Scoop: Richmond paid protesters nearly $700k to settle police lawsuits

A man with raised fist marches in the street.
Protesters march on Monument Ave in June 2020. Photo: Eze Amos/Getty Images

The city has paid out nearly $700,000 on behalf of the Richmond Police Department to settle legal claims stemming from the 2020 racial justice protests.

Why it matters: Police officers' use of tear gas on peaceful protesters at a June 1, 2020, rally around the Robert E. Lee Monument drew widespread outrage and an official apology.

Flashback: Hundreds of people were standing around the now-removed monument when police moved in with tear gas and pepper spray.

  • In video footage, some officers appeared enthusiastic as they chased protesters down.
  • Lawsuits from protesters followed almost immediately, as did a formal apology by then-police chief William Smith.

The latest: The Richmond City Attorney's Office tells Axios it has entered into 35 settlement agreements in connection to the 2020 protests, paying out a total of $675,000.

  • The city refused to provide any additional details about the incidents that led to the settlements, calling the agreements confidential.

What they're saying: Not much.

  • Mayor Levar Stoney's office referred questions to the city attorney.
  • Thomas Roberts, a lawyer who represents a group of protesters who filed a suit in federal court, also declined to discuss the settlements.
  • Court records show a gag order is in place until July 1.

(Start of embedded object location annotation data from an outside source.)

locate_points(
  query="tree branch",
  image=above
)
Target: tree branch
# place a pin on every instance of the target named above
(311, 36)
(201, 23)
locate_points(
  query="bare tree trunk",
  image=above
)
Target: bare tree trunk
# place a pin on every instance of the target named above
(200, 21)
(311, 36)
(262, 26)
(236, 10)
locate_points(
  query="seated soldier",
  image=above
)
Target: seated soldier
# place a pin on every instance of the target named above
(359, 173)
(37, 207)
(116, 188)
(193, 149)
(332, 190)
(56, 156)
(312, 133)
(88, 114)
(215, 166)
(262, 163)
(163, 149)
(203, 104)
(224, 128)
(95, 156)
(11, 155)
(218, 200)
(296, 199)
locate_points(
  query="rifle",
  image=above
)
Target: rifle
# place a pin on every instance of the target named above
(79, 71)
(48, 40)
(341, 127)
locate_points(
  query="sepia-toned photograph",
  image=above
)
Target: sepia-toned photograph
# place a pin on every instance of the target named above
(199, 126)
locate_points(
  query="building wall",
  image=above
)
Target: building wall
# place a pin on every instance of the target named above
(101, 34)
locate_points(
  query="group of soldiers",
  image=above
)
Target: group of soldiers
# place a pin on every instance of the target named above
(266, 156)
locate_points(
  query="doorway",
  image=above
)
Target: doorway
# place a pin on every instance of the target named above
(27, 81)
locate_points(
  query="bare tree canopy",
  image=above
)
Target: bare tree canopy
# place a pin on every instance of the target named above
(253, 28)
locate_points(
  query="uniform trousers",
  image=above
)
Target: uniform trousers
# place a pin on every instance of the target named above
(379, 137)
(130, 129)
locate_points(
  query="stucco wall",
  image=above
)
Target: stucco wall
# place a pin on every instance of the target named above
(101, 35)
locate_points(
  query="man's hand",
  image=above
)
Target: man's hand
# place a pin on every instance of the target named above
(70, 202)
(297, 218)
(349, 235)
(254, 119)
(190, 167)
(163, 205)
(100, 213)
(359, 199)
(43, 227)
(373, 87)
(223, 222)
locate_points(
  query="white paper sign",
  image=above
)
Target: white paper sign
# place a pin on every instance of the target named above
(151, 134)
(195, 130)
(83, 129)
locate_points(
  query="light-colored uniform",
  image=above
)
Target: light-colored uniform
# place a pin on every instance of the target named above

Between the lines: There's a two-year statute of limitations on most civil claims in Virginia, which might explain why the city doesn't want people discussing any settlements until after the deadline to file new claims.

What's next: Court records show some lawsuits stemming from the protest are still pending, including a case against a group of officers who were filmed firing pepper spray at a man shouting obscenities at them from his second-floor window.

  • Officers state in court filings that they're protected from the lawsuit by qualified immunity. They also argued that they couldn't have infringed on the man's First Amendment rights because he was able to continue cursing at them after he was sprayed.